A Novel Fibroblast Activation Protein-Based Algorithm to Assess Fibrosis in Metabolic Dysfunction-Associated Steatotic Liver Disease.

Abstract

BACKGROUND

Noninvasive fibrosis testing is crucial for metabolic dysfunction-associated steatotic liver disease (MASLD) management. This study evaluated a marker of activated mesenchymal fibrogenic cells, circulating fibroblast activation protein (cFAP), in a novel diagnostic algorithm, FAP Index, for patients with MASLD.

METHODS

Two retrospective cohorts recruited from tertiary hepatology clinics were studied as training (n = 160) and external validation cohorts (n = 332), with prevalence of histologic advanced fibrosis (F3-F4) of 20% and 11%, respectively. cFAP was measured using our rapid single-step FAP-specific microplate enzyme assay.

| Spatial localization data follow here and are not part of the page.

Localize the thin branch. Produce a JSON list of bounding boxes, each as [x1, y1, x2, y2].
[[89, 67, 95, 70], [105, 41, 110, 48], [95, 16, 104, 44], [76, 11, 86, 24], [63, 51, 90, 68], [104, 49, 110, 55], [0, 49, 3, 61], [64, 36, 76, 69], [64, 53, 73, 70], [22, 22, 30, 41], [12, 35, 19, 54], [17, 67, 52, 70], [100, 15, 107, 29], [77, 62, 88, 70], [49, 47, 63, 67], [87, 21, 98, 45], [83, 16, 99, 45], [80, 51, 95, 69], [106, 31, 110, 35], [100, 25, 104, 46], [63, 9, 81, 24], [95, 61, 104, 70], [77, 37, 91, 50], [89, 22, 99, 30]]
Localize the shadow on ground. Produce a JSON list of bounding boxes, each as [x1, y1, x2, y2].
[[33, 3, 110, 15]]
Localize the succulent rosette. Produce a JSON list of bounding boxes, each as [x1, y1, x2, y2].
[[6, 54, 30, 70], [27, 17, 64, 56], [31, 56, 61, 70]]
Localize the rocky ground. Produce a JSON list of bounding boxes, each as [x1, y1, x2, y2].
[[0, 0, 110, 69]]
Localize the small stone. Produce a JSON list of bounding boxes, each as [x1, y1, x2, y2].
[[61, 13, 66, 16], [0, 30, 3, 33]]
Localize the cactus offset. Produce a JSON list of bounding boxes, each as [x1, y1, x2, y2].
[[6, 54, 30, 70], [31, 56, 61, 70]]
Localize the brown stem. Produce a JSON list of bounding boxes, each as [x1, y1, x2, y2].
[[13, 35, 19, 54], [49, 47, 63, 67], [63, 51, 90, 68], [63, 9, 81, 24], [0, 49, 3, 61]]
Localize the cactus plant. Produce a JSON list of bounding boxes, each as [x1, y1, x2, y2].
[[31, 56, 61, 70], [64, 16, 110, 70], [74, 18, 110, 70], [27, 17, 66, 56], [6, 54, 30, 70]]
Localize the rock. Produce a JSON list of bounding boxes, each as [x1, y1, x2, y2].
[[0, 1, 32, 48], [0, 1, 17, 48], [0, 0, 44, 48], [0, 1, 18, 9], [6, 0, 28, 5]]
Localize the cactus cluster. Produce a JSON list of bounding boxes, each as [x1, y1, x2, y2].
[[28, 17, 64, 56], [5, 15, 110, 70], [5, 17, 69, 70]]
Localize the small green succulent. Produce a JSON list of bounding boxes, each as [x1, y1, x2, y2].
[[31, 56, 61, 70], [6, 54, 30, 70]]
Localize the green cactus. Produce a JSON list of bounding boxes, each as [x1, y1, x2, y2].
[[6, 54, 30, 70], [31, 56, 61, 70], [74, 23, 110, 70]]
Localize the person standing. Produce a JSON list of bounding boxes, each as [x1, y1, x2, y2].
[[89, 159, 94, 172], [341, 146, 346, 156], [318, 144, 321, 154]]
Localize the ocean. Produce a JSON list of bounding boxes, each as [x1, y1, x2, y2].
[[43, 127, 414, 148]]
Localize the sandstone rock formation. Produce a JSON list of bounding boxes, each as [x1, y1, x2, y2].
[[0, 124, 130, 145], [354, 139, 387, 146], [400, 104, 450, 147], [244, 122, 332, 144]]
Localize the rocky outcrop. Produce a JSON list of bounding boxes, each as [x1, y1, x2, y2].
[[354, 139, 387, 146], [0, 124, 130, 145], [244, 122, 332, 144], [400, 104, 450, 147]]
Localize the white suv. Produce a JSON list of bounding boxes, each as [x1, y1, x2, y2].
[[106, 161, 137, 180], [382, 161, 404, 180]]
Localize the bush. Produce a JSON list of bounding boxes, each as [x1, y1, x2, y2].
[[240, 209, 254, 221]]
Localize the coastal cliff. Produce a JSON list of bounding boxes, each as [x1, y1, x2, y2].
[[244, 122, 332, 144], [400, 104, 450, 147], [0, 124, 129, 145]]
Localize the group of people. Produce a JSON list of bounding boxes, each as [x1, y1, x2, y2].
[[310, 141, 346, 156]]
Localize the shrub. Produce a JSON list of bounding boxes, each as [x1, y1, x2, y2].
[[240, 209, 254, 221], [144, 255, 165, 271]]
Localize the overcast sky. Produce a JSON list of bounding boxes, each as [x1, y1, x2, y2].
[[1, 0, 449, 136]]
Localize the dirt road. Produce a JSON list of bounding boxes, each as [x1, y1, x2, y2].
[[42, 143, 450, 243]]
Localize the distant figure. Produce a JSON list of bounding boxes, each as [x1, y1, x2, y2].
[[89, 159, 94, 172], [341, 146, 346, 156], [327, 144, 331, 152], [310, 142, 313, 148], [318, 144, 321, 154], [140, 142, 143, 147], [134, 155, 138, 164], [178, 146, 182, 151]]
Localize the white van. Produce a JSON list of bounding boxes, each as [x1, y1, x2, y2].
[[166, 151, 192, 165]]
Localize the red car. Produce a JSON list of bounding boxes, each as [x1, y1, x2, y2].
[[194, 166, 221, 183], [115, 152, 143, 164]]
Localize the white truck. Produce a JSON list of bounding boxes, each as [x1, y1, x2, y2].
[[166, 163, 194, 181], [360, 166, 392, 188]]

A predictive model, FAP Index, containing age, type 2 diabetes, alanine transaminase, and ordinal cFAP was developed using logistic regression; then, its diagnostic accuracy was evaluated.

RESULTS

FAP Index AUROC for advanced fibrosis was 0.875 (95% CI: 0.813-0.938) in the training cohort and 0.841 (95% CI: 0.776-0.906) in the validation cohort. Low cutoff 0.157 (sensitivity 84.3%, negative predictive value 95%) and high cutoff 0.695 (specificity 99.2%, positive predictive value 92.9%) values excluded and predicted advanced fibrosis, respectively. FAP Index following FIB-4 reduced the frequency of indeterminate results by more than one-third compared to FIB-4 alone. FAP Index following NFS (NAFLD Fibrosis Score) reduced the frequency of indeterminate results by ~70% compared to NFS alone.

CONCLUSION

Without a need for elastography, applying FAP Index following FIB-4 or NFS can facilitate accurate risk stratification of patients by greatly reducing the frequency of indeterminate results compared to FIB-4 or NFS alone, without compromising negative predictive value. Thus, FAP Index is a novel, fibrogenesis-relevant, rapid, robust diagnostic tool suited to increasing the efficiency of liver fibrosis triage in primary care.